While encoder-only transformers display impressive theoretical and empirical properties, several limitations and open questions persist:

Autoregressive Generation Efficiency: The $O(n^2)$ per-token and $O(n^3)$ per-sequence computational costs make encoder-only transformers impractical for large-scale or real-time generative applications, pending novel architectural or systems-level acceleration techniques (Ewer et al., 2024).
Sample Efficiency in Complex Regimes: On tasks requiring strong transfer, logical generalization, or rare pattern discrimination, encoder-only models can overfit to spurious dataset signals without acquiring genuine general capabilities (Pirozelli et al., 2023).

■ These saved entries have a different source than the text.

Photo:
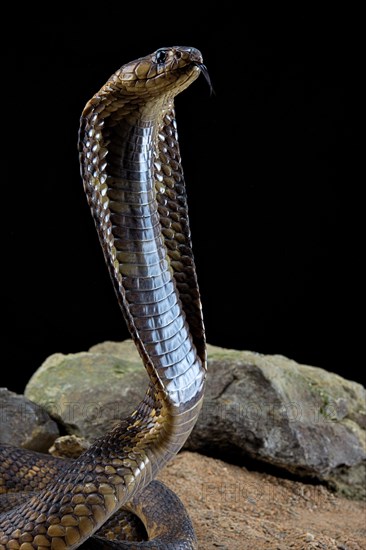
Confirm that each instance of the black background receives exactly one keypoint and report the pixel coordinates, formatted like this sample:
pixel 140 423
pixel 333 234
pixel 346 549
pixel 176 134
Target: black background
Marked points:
pixel 269 162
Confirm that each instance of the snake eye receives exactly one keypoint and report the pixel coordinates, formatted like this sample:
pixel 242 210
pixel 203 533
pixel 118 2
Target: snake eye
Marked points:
pixel 161 56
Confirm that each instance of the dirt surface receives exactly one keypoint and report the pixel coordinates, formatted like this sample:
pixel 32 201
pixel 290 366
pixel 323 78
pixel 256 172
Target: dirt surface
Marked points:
pixel 234 509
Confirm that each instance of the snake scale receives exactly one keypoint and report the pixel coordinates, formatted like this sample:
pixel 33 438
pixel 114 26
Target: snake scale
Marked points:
pixel 133 178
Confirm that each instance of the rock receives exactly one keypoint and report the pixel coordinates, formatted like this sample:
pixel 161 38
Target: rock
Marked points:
pixel 89 392
pixel 25 424
pixel 270 409
pixel 298 418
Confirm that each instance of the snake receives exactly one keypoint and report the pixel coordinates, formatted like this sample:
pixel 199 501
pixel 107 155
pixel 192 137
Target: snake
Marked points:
pixel 132 175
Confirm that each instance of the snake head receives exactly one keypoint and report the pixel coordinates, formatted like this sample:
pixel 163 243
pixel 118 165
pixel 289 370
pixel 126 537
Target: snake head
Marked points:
pixel 167 69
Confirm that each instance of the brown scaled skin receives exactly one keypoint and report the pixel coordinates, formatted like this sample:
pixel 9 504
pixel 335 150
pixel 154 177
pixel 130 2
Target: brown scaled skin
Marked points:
pixel 133 178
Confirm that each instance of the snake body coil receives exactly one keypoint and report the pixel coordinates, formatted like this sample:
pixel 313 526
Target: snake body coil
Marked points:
pixel 133 179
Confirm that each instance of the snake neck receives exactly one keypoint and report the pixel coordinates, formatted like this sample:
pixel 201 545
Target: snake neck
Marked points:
pixel 132 232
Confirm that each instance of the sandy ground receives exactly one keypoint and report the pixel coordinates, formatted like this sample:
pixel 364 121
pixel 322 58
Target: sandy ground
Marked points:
pixel 234 509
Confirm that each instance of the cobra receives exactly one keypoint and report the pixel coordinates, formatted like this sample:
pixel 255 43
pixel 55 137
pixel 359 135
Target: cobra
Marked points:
pixel 133 178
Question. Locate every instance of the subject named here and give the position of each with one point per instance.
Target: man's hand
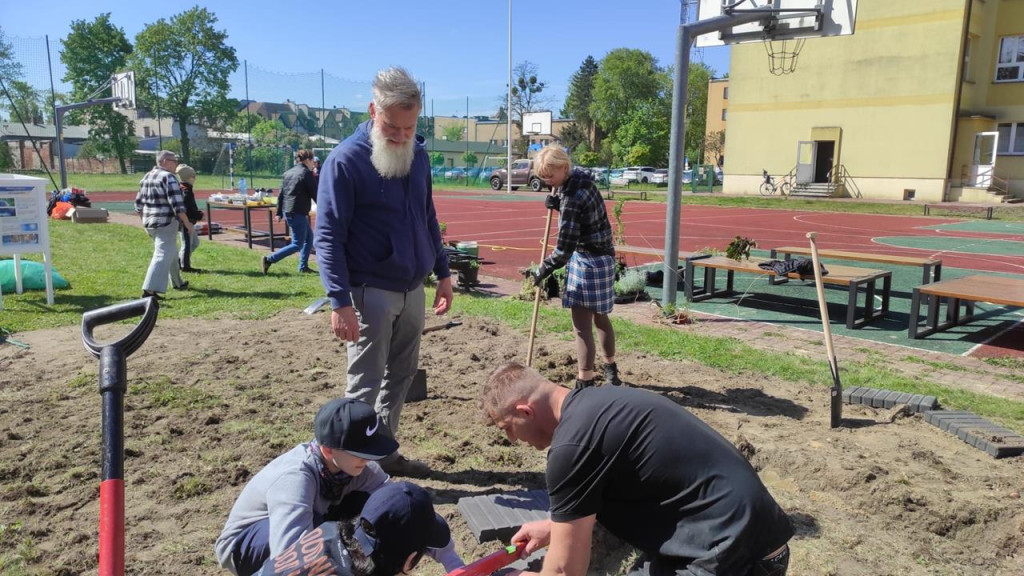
(345, 324)
(541, 274)
(553, 202)
(443, 295)
(536, 534)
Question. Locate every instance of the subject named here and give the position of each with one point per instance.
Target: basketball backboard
(123, 86)
(784, 19)
(537, 122)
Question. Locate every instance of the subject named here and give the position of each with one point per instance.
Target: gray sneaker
(611, 374)
(400, 465)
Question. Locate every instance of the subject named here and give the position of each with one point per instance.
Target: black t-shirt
(320, 551)
(662, 480)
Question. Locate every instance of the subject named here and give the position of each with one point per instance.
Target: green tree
(581, 96)
(573, 136)
(181, 66)
(696, 109)
(643, 135)
(453, 132)
(92, 52)
(626, 77)
(28, 101)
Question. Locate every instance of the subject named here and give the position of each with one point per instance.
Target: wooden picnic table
(851, 277)
(932, 266)
(967, 290)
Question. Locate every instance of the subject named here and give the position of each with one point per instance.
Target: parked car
(640, 174)
(455, 173)
(522, 174)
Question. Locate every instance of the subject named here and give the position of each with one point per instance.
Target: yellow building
(718, 109)
(908, 107)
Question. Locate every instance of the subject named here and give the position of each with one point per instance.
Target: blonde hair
(185, 173)
(550, 159)
(507, 385)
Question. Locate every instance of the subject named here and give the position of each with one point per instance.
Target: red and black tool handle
(113, 384)
(491, 563)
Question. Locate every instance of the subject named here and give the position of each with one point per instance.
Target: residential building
(924, 101)
(718, 108)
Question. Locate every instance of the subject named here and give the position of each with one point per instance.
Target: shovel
(113, 383)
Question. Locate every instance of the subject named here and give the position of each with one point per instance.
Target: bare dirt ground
(211, 402)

Handling Global Context and Length: Efficiently marrying encoder-only design with very long sequence processing (document-level, speech, code) or streaming/online requirements remains under-explored.
Hybrid and Adapted Architectures: Open questions include the development of effective KV-caching for encoder-only models (to ameliorate generation costs), hybrid encoder-decoder-encoder architectures, and systematic exploration of encoder-only fine-tuning for vast, instruction-tuned LLMs (Ewer et al., 2024, Suganthan et al., 4 Mar 2025).
Theory for Deep Stacks and Partial Attention: While convergence is well-understood for shallow, single-head encoder-only models, deeper models, multi-head variance, and residual/skip connections call for sharper non-asymptotic theory.

A plausible implication is that encoder-only architectures will assume a larger role as compute constraints relax and as tasks move toward more general, unified sequence modeling regimes. Hybrid approaches, novel caching, or algorithmic innovations may unlock broader deployment in autoregressive or multimodal domains.